Monday, May 13, 2019

Ready to be done...

I am so ready to be done with school. I have two more school years left if I can make it through these classes and I will be done. I did bad this Spring semester. 2 out of the 3 classes I took I have to retake. I hate having to retake classes I feel like it puts me behind in graduating. One of the teachers sucks at teaching. When we would have midterm and finals, she would post a review video, but half of the stuff that she reviewed in the video was not even on the tests so I feel like I studied the wrong things and couldn't complete most of the test because I didn't know the answers. How can someone take a test when they do not know what is going to be on the test and don't know exactly what needs to be studied? So now one of the classes I am retaking this Summer and the other one I have to retake next Summer. I am doing two retake classes this Summer and I pray I can make it through both of them so I don't have to worry about them anymore and I can move on to the next set of classes I need to take. The thing I hate about Summer classes are that they are only six weeks long so everything is crammed into six weeks. This first week wasn't bad but I had two chapters in a book I needed to read and did not make it through. I believe the hardest part is the readings. I have 5-6 chapters I have to read this week and I have no time to get the readings done. If I wasn't at work all day, I would have the time but I'm out the house all day and don't get home until the evening and after a couple of hours, I am ready to go to sleep because I am up before 5 am. So it is definitely a struggle. The only time I have to read is on the weekends and I'm not sure if I can even get the readings done then because the chapters are so long and my attention span is short but all I can do is try. I just pray I can make it through. I am nervous for the Fall semester because I am taking math and that is one of the hardest things I ever have to do. I have a hard time understanding math and I have a class that I am retaking for the fourth time so I have to get through it this Fall. I definitely do not want to have to take it for a fifth time. I feel like I need to look online and research some study tips to see if it will help me make it through these classes.
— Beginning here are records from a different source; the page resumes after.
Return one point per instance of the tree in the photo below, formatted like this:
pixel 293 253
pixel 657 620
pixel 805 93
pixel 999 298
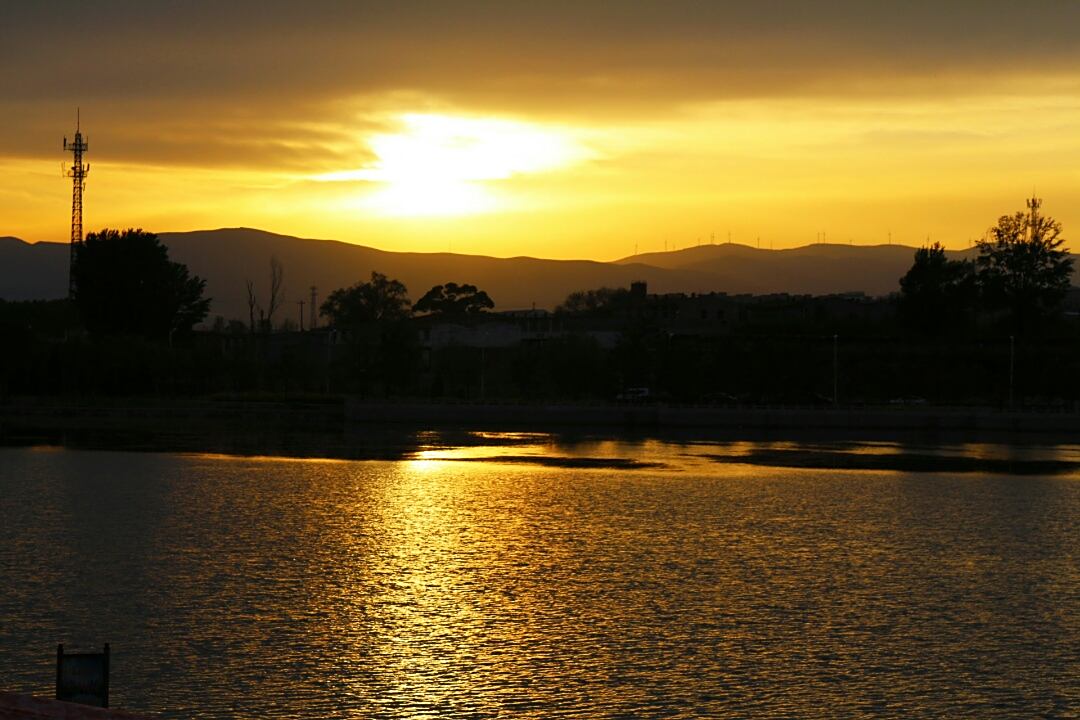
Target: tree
pixel 454 299
pixel 1022 268
pixel 590 301
pixel 125 284
pixel 274 300
pixel 937 294
pixel 378 299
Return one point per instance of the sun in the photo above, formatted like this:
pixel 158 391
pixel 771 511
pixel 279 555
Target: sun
pixel 450 165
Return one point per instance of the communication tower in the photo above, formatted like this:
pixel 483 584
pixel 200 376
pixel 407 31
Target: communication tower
pixel 78 174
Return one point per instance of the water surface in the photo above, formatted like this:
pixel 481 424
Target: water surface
pixel 503 578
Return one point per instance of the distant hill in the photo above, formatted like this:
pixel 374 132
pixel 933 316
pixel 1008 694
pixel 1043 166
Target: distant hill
pixel 813 269
pixel 228 257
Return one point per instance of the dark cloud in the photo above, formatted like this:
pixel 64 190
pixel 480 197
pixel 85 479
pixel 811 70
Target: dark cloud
pixel 204 81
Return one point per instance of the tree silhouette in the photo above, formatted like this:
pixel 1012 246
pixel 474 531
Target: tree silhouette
pixel 936 294
pixel 125 284
pixel 378 299
pixel 595 300
pixel 1022 268
pixel 454 299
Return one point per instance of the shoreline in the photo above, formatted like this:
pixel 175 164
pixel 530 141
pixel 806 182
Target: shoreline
pixel 333 412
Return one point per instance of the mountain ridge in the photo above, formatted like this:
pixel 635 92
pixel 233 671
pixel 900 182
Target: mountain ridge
pixel 228 257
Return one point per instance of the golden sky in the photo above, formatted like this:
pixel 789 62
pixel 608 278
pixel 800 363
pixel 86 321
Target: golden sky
pixel 557 130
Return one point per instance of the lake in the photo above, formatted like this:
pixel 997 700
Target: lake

I just have four more semesters to make it through, not including the Summers, and I will finally be graduating. I can not wait for the day to get here. It has been a long road to get there.

Weight loss goals...

It has been a while since I have posted anything.

I have been on this weight loss kick since last year. My goal is to pretty much get rid of my sagging lower belly that some women seem to get after having kids. I'm sick of looking at it so I want it gone if possible. So far, I have lost about 15-16 pounds since last year or I think I have since I am not sure how accurate my scale is. The plan right now is to lose as much as I can by the beginning of July since we're suppose to be going to the beach. Last week, I finally started getting up early to workout. I use to try to get my workouts in before bed but it has been hard with being out the house all day or having work to do or being sleepy in the evenings, it just makes more sense to get up in the morning and get it done. I was suppose to start doing it in the mornings months ago but it was a struggle getting up early in the morning to do it. I thought to myself last week, if I could get up early in the morning to take tests for school, which is the only time I can do it since the kids are sleep and I don't have to worry about anyone bothering me, then I should be able to get up early to workout. So that's what I started doing. The only thing I am having problems with is the food part. My plan is to just eat fruit and eggs for breakfast. I think I am going to add yogurt and eat a salad for lunch and then fast for the rest of the day. I have no problems eating my fruit, eggs, and salad but sometimes when I get off of work I end up getting something to eat. I'll either eat pizza, get some Chinese food, or some Boston Market, or something else I don't need. So I am going to challenge myself this week to just eat my fruit, eggs, and salad and fast the rest of the day. Hopefully, I can make it through until next Monday, then I plan on weighing myself. But until then, I am staying off the scale which I haven't been on in weeks because every time I would weigh myself I was always the same weight but I guess that isn't a bad thing I would rather be the same weight then to gain. We'll see how this week goes. I always tell myself, one day at a time, one pound at a time.